Après Le Pas du temps à propos de l’évangile de Luc, Sur les sentiers de Qohéleth, et Souffles sur le livre des Actes des Apôtres, l’écriture poétique d’Agnès Gueuret poursuit son travail de relecture de l’Écriture. Le sous-titre de ce petit recueil, Généalogies, vient nous rappeler, si besoin était, que la Bible est pleine d’histoires d’hommes et de femmes qui lui donnent chair. Les disciples d’Emmaüs aux coeurs endeuillés, les femmes au tombeau au matin de la Résurrection, Job ébranlé jusqu’« à l’intime des os», Caïn qui rumine en luimême et frappe son frère (« D’un coup, la mort sur le vivant !»), Tamar qui trompe Juda pour recouvrer son droit, Ruth qui décide de suivre Noémi, David qui pleure la mort d’Absalom, Juda qui se repent, Nathanaël, Nicodème…, chacune de leur histoire, racontée, parfois en je, ou simplement évoquée, dit la profondeur de l’être humain.
 
Le lecteur entend dans ces textes variés, qu’ils reprennent seulement quelques versets (Sa mère, ses frères) ou prennent la forme d’un long poème narratif (Tamar), les injonctions prophétiques et bibliques à préférer le droit à l’injustice, à choisir la vie plutôt que la mort : « Écoute, de ton coeur, jaillir la vie : sers-la ! » (Le sang versé) ; « Puissions- nous à jamais / garder telle une source / le don de cette paix / irisée sur le ciel / et restaurant en nous / l’accueil et le respect / pour tout être vivant » (Noé).
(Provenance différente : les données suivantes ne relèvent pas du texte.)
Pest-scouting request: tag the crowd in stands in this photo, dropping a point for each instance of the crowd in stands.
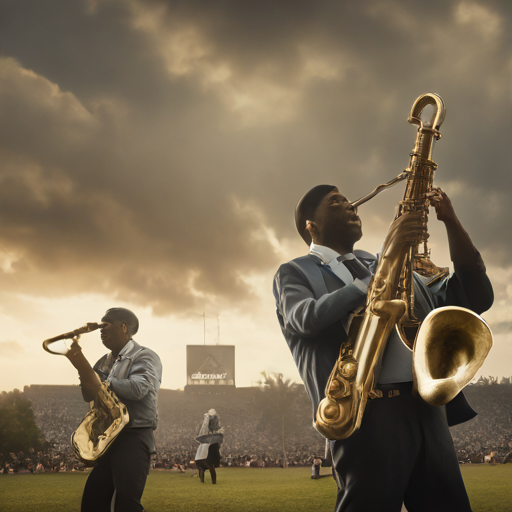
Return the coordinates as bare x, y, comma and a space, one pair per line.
248, 441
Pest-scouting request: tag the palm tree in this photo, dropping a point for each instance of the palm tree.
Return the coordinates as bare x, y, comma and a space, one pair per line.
279, 397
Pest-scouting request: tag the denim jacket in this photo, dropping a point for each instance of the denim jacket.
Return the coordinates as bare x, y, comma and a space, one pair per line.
135, 379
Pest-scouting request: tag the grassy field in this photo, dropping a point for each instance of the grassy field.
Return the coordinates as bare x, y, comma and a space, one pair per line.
238, 489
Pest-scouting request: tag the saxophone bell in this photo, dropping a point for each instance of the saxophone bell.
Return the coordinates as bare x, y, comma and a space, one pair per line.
451, 343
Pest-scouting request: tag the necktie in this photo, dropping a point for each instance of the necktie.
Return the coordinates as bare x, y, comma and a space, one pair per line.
357, 269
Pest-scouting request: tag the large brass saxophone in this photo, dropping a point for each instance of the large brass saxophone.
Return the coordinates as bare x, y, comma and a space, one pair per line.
107, 415
390, 304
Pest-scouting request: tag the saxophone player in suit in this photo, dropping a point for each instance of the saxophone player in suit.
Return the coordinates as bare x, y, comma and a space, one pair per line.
403, 452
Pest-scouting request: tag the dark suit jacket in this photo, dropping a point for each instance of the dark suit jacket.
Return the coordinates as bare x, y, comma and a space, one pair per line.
314, 306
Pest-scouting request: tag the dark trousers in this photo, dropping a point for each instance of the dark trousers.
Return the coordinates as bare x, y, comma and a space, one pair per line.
123, 469
403, 452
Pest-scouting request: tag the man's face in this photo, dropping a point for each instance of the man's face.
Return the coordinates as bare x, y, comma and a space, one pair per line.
337, 219
114, 334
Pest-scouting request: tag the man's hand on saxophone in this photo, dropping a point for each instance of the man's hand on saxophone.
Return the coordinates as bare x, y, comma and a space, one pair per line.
443, 205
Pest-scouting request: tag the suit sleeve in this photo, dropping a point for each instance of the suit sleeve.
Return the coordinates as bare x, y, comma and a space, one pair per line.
300, 312
145, 374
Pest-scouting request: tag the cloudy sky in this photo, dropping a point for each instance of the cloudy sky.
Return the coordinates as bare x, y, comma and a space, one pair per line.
152, 153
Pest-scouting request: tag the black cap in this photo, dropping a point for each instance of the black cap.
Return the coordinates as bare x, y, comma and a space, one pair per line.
123, 315
306, 207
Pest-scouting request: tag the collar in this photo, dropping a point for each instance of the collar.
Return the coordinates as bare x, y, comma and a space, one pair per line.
126, 349
326, 254
122, 354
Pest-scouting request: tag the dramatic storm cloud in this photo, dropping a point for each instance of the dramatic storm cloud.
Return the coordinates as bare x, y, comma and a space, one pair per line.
152, 152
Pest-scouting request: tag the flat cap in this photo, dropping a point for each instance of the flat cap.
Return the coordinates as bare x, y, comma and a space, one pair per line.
306, 207
124, 316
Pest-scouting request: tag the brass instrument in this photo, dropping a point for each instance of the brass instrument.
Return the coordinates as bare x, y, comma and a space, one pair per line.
438, 374
107, 416
63, 348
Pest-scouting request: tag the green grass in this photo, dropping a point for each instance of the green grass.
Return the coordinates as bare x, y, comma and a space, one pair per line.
238, 489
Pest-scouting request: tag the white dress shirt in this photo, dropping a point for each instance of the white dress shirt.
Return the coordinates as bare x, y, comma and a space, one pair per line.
397, 359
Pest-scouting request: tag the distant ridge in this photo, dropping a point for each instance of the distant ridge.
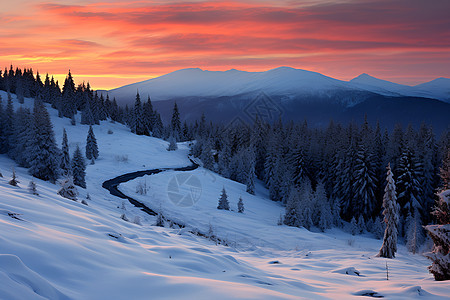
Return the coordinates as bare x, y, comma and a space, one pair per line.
195, 82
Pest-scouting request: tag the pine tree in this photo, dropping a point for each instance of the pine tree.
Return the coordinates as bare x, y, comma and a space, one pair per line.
21, 137
323, 212
87, 118
353, 226
414, 231
79, 168
445, 171
175, 123
68, 97
364, 183
159, 219
13, 181
378, 228
91, 145
43, 152
138, 125
65, 156
68, 189
361, 223
206, 155
391, 215
408, 185
250, 174
223, 201
8, 126
291, 215
19, 91
32, 188
172, 144
241, 205
440, 234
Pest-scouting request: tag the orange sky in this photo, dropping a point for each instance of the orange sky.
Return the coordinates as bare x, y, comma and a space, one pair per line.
114, 42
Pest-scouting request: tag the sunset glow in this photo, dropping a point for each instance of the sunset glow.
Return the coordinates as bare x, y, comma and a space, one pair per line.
113, 43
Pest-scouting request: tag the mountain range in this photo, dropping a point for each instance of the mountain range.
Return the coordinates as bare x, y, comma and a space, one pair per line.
292, 94
195, 82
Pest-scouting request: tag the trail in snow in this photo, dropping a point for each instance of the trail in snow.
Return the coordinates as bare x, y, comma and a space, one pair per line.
112, 184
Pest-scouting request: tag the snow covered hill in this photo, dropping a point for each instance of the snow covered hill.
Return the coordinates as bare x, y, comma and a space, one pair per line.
437, 89
286, 81
55, 248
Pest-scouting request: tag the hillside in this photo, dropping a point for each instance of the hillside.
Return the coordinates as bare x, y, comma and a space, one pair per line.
282, 81
55, 248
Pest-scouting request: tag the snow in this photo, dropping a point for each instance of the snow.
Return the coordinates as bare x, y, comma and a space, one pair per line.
203, 83
56, 248
437, 89
195, 82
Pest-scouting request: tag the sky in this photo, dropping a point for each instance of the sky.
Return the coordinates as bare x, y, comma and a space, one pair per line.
111, 43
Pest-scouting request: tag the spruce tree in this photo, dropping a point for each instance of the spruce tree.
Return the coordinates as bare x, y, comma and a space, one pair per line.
172, 144
241, 205
32, 188
408, 185
364, 183
65, 156
13, 181
68, 189
206, 156
138, 125
87, 118
440, 234
353, 226
291, 215
325, 217
445, 171
19, 91
91, 145
414, 230
78, 168
42, 149
223, 201
250, 174
391, 215
68, 97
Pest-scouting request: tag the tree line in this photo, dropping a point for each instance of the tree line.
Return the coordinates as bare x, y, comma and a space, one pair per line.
325, 176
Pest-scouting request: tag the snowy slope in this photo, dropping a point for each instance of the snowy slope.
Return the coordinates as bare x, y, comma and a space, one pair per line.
195, 82
437, 89
55, 248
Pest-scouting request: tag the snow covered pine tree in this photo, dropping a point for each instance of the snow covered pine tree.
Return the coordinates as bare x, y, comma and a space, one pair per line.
223, 201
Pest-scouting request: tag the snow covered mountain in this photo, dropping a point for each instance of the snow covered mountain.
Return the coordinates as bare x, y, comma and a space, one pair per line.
55, 248
436, 89
284, 81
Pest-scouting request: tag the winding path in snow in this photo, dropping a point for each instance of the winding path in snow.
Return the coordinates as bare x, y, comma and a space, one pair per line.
112, 184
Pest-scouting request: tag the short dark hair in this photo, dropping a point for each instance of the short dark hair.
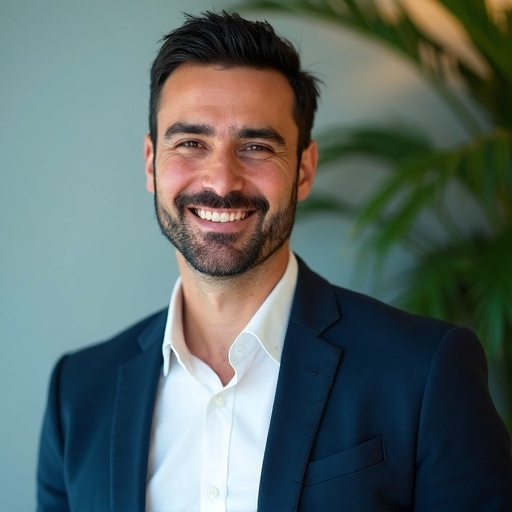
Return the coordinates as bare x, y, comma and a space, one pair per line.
230, 40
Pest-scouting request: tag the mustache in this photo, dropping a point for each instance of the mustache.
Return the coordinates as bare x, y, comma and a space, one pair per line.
233, 200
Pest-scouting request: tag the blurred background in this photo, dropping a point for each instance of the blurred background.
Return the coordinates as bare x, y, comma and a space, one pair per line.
81, 253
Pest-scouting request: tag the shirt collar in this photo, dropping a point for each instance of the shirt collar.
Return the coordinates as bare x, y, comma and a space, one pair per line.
268, 325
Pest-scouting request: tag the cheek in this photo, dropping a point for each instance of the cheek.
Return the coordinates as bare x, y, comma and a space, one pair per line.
173, 177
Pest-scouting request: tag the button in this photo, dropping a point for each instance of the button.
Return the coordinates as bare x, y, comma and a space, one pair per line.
213, 493
240, 350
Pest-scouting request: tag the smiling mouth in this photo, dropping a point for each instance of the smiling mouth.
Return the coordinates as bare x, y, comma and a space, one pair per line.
215, 216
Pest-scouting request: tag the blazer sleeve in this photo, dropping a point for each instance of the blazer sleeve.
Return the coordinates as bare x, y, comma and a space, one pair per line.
51, 487
464, 452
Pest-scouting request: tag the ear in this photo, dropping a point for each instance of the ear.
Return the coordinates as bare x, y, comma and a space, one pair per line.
307, 170
149, 155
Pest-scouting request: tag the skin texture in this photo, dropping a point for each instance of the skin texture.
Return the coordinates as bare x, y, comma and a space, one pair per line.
227, 145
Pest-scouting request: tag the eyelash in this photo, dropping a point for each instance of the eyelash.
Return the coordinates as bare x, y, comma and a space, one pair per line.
194, 144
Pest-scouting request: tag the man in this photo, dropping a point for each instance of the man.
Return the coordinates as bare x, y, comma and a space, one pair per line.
262, 386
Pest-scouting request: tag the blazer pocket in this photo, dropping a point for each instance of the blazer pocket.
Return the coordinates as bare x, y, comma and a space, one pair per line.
348, 461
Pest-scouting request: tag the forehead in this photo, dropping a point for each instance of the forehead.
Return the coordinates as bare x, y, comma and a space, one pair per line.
234, 95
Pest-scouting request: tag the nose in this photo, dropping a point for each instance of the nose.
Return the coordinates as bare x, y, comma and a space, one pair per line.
223, 173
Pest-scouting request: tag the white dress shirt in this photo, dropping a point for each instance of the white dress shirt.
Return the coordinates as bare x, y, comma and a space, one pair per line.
208, 440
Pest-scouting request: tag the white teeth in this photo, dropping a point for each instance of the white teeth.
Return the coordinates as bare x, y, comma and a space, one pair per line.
221, 217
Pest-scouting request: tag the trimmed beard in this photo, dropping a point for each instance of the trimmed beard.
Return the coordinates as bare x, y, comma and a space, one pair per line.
219, 255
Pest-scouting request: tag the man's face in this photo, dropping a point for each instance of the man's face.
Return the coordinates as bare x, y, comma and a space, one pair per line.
224, 170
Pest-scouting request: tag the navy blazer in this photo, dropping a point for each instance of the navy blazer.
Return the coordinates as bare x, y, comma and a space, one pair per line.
375, 410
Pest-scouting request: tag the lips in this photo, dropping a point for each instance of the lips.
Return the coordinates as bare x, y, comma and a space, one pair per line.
216, 216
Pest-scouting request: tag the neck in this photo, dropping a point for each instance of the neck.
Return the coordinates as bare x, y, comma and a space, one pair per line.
215, 311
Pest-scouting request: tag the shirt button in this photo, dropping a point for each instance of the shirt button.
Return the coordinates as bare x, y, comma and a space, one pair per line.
213, 493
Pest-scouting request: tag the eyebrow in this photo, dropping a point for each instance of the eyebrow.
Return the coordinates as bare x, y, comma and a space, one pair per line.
262, 133
244, 133
195, 129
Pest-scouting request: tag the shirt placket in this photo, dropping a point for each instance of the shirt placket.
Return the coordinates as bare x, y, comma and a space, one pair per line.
216, 441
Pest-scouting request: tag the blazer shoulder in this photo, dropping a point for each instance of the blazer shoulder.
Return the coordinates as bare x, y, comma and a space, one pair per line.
122, 346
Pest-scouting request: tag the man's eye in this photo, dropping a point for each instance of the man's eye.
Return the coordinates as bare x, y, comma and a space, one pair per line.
257, 147
189, 144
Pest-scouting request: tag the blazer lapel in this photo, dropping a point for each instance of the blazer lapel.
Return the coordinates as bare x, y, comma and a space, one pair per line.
137, 382
308, 366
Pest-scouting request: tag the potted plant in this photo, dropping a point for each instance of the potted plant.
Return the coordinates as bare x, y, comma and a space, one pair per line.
462, 273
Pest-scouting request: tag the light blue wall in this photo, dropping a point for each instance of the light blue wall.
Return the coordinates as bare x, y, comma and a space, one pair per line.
81, 255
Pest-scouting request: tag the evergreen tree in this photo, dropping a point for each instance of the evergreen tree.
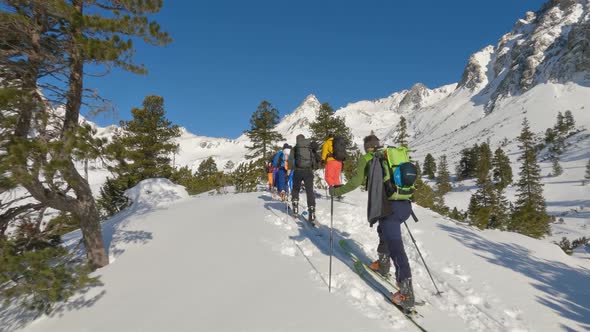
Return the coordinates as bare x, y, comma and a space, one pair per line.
402, 132
56, 39
560, 126
502, 171
327, 124
569, 121
456, 214
501, 211
207, 168
443, 178
556, 169
481, 205
439, 203
112, 199
143, 147
429, 166
262, 134
229, 165
587, 175
484, 161
529, 216
185, 177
Le bonheur d’un jardin, un peu à la manière d’un Grosjean ou d’un Jaccottet, invite à célébrer la beauté du monde offert : « Me voici cherchant à transcrire à traits d’encre / quelque écho du bonheur que met en nous la vie, / sans omettre d’entendre, heurts et malheurs, / [...] À l’orient de la terre, / il n’y a plus de paradis / remis qu’il est / entre nos mains. » À la fin de l’ouvrage, un index permet au lecteur qui voudrait relire lui-même les textes bibliques, de s’y référer aisément.